Glenn Reynolds airs many of the important points and calmly keeps asking the right questions, it seems to me. His responses are among the sanest I have read on the topic. I agree with him that this issue emerged before many people were ready to deal with it. But, having watched this close up from the beginning, I know this was not a decision made by the leading gay groups. At the beginning and throughout the 1990s, the gay establishment fought marriage rights passionately and treated marriage advocates as cranks. HRC did all it could to prevent this issue from dominating the discourse. They did the polling, like all principled Democrats, and wanted to play to their strengths. No gay group agreed to take the first real marriage suit in Hawaii. It took a straight guy from the ACLU to handle it. The Human Rights Campaign’s leadership refused to speak of the matter for years, and only included the m-word in their literature in the last few years. Major Democratic donors also refused – and Bill Clinton talked them out of it, when necessary.

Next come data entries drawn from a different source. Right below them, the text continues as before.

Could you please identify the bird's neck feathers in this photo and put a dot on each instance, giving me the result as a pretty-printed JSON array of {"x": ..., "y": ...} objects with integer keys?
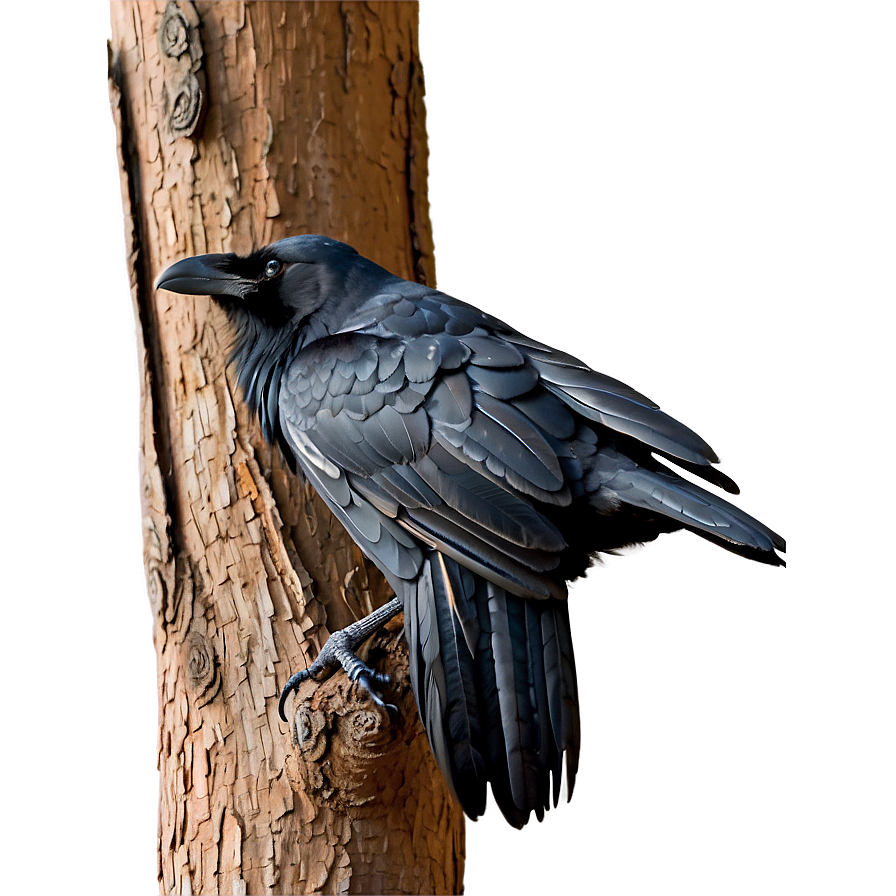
[{"x": 259, "y": 355}]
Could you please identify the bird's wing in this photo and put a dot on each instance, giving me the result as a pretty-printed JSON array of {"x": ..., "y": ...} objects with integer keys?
[
  {"x": 407, "y": 436},
  {"x": 442, "y": 436}
]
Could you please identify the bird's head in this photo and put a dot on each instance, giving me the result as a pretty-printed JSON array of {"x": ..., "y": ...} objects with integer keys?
[{"x": 280, "y": 284}]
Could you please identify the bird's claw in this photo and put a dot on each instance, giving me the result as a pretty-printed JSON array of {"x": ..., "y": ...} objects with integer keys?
[
  {"x": 339, "y": 650},
  {"x": 368, "y": 679}
]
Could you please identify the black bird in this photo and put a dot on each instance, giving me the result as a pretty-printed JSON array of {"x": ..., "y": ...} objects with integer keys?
[{"x": 481, "y": 471}]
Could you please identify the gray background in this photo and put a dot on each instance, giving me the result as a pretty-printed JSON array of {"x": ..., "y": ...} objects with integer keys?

The trouble was: gay spouses found themselves barred from each others’ hospital rooms in the 1980s and 1990s during the AIDS crisis, lesbian mothers had their children taken away from them, long-standing de facto marriages had family members rescind their inheritance rights, and gay consciousness evolved to the point where such scond class status rankled deeper and deeper. It was ordinary people, ordinary couples who pioneered this movement. This push emerged organically as society changed. Such pushes are always "before their time" – all social change is premature at some point. The key is to stay rational, engage the debate, see what the courts, legislatures and governors do, and let federalism do its work. I’m grateful – and so are many gay people and their families – to sane straight guys like Reynolds for standing up for this.

World War III

Israelkevinfrayerap

It has entered a more intense phase in the Middle East. Worried? Terrified? Fear not. Just drop by "Rapture Ready" website and you’ll feel cheered up. The Christianists can’t wait for the bombs to go off. Money quote:

"Is it time to get excited? I can’t help the way I feel. For the first time in my Christian walk, I have no doubts that the day of the Lords appearing is upon us. I have never felt this way before, I have a joy that bubbles up every-time I think of him, for I know this is truly the time I have waited for so long. Am I alone in feeling guilty about the human suffering like my joy at his appearing somehow fuels the evil I see everywhere. If it were not for the souls that hang in the balance and the horror that stalks man daily on this earth, my joy would be complete. For those of us who await his arrival know, somehow we just know it won’t be long now, the Bridegroom cometh rather man is ready are not."

That poster’s name is "ohappyday". Tom Lehrer, alas, is retired. Blogger Jonathan Swift comments here.